To get a complete set of dependencies, you will need common.txt and either release.txt, master.txt or dev.txt. For example:

virtualenv ENV
source ENV/bin/activate
pip install -r requirements/common.txt -r requirements/dev.txt

Development tips

Admin user accounts

Each component should automatically create any necessary admin accounts (e.g., a django admin for SFM UI). Check .env for the username/passwords for those accounts.

RabbitMQ management console

The RabbitMQ management console can be used to monitor the exchange of messages. In particular, use it to monitor the messages that a component sends, create a new queue, bind that queue to sfm_exchange using an appropriate routing key, and then retrieve messages from the queue.

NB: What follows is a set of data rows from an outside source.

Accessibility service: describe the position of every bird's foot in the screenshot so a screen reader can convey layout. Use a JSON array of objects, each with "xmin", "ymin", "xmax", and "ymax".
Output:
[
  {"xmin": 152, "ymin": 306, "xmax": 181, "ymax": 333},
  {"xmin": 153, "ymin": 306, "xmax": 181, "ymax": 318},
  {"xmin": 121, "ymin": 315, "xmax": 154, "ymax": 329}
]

The RabbitMQ management console can also be used to send messages to the exchange so that they can be consumed by a component. (The exchange used by SFM is named sfm_exchange.)

For more information on the RabbitMQ management console, see RabbitMQ.

Blocked ports

When running on a remote VM, some ports (e.g., 15672 used by the RabbitMQ management console) may be blocked. SSH port forwarding can help make those ports available.

Django logs

Django logs for SFM UI are written to the Apache logs. In the docker environment, the level of various loggers can be set from environment variables. For example, setting SFM_APSCHEDULER_LOG to DEBUG in the docker-compose.yml will turn on debug logging for the apscheduler logger. The logger for the SFM UI application is called ui and is controlled by the SFM_UI_LOG environment variable.

Apache logs

In the SFM UI container, Apache logs are sent to stdout/stderr which means they can be viewed with docker-compose logs or docker logs <container name or id>.

Initial data

The development and master docker images for SFM UI contain some initial data. This includes a user (“testuser”, with password “password”). For the latest initial data, see fixtures.json. For more information on fixtures, see the Django docs.


There are two flavors of the the development docker image for SFM UI. gwul/sfm-ui:master runs SFM UI with Apache, just as it will in production. gwul/sfm-ui:master-runserver runs SFM UI with runserver, which dynamically reloads changed Python code. To switch between them, change UI_TAG in .env.

Note that as an byproduct of how runserver dynamically reloads Python code, there are actually 2 instances of the application running. This may produce some odd results, like 2 schedulers running. This will not occur with Apache.

Job schedule intervals

To assist with testing and development, a 5 minute interval can be added by setting SFM_FIVE_MINUTE_SCHEDULE to True in the docker-compose.yml.

Connecting to the database

To connect to postgres using psql:

docker exec -it sfm_db_1 psql -h db -U postgres -d sfmdatabase

You will be prompted for the password, which you can find in .env.

Docker tips

Building vs. pulling

Containers are created from images. Images are either built locally or pre-built and pulled from Docker Hub. In both cases, images are created based on the docker build (i.e., the Dockerfile and other files in the same directory as the Dockerfile).

In a docker-compose.yml, pulled images will be identified by the image field, e.g., image: gwul/sfm-ui:master. Built images will be identified by the build field, e.g., build: app-dev.

In general, you will want to use pulled images. These are automatically built when changes are made to the Github repos. You should periodically execute docker-compose pull to make sure you have the latest images.

You may want to build your own image if your development requires a change to the docker build (e.g., you modify fixtures.json).

Killing, removing, and building in development

Killing a container will cause the process in the container to be stopped. Running the container again will cause process to be re-started. Generally, you will kill and run a development container to get the process to be run with changes you’ve made to the code.

Removing a container will delete all of the container’s data. During development, you will remove a container to make sure you are working with a clean container.

Building a container creates a new image based on the Dockerfile. For a development image, you only need to build when making changes to the docker build.